Hence, primarily our problems are a consequence of our colonial past and our imperialist domination today.
The most overriding similarity of all is that chickens have come home to roost. But in the case of Manchester, so tragically, so callously that they [British government] knew who those people were. The reason they knew who these people were is because they sent them to fight in Libya, just like they sent my friends in the 1970s and 80s after the Soviet occupation of Afghanistan.
Some of my friends are still alive, and are my age and back in England. Some of them died when they got there.
So this outrage in Manchester cannot be understood simply by looking at the Libyan connection, but rather the never-ending wars, which won’t let us all live in peace.
Saleem’s initial journey from Pakistan to Britain sounds a lot like the paths that many migrants from former British colonies take. Do you see your own personal journey reflected in that?
Absolutely. It is the journey of my grandfather, of my uncles, my aunties, my cousins and the journey of people from India, the Caribbean and from all parts that were former British colonies.
But what’s more important than simply the journey is what happens to us and who we were before we came. Saleem was a teacher from a village in Northern Pakistan. That is, they were part of the middle class in the societies from which these people left, but as soon as they came to England, they became “Pakis”, “Wogs” and “Niggers”.
We became suddenly painted in colours we didn’t even know existed. And the brutalisation and the humiliation at the hands of people and in places where we worked produced another culture — a culture of resistance. And that was a culture of saying “Hang on a minute, we are equal to white people. We are not more, but certainly not less. Surely for the same work, we should get paid the same amount of money.” And we had to fight for that.
Salem Khan goes through a process of de-classing and then he becomes involved in the trade union movement.
Saleem’s life shows that there is a transmutation of racism. Initially, he was called a “Paki”, a “wog” and a “black bastard” — as I used to be called. But with the current phase, it becomes Islamophobia. The old one has not gone away, the new one has come along.
The reason the new has come around is very clearly the never-ending wars through which we are forced to live. The old one existed because of the needs of British imperialism and colonialism making the people of colour not equal to white people.
Saleem’s early participation in the trade union movement is the way that many of our workers went through. One of the differences that workers from South-East Asia and the Caribbean (ie black workers) brought to the West, particularly to Britain, is that we could not simply talk about economics all the time.
There were wars that raging in our countries, there was such poverty in our home places. So the political aspect of our struggle could not be separated from the economic aspect of our need for better life and better conditions where we lived. So we brought politics into the trade union movement at the time.

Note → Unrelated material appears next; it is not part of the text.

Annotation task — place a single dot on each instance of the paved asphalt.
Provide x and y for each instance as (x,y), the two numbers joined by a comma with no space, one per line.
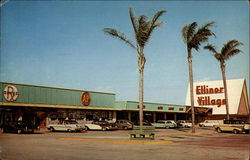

And do you see parallels between what took place in Manchester and the horrific attack on the Muslim community in Finsbury Park?
This attack, coming as it has on the anniversary of the murder of Jo Cox, by another right-wing extremist, is clearly not the work of yet another lone white wolf, but that of a neo-fascist movement hell bent on enflaming racism and encouraging mass murder.
But we should never forget, this sort of “radicalised” racist did not crawl out of some unknown rubbish heap, but is the direct product of a country which has continued to destroy nation after nation. There is no choice but for those who oppose racism to organise, and most importantly for white people to organise in white communities.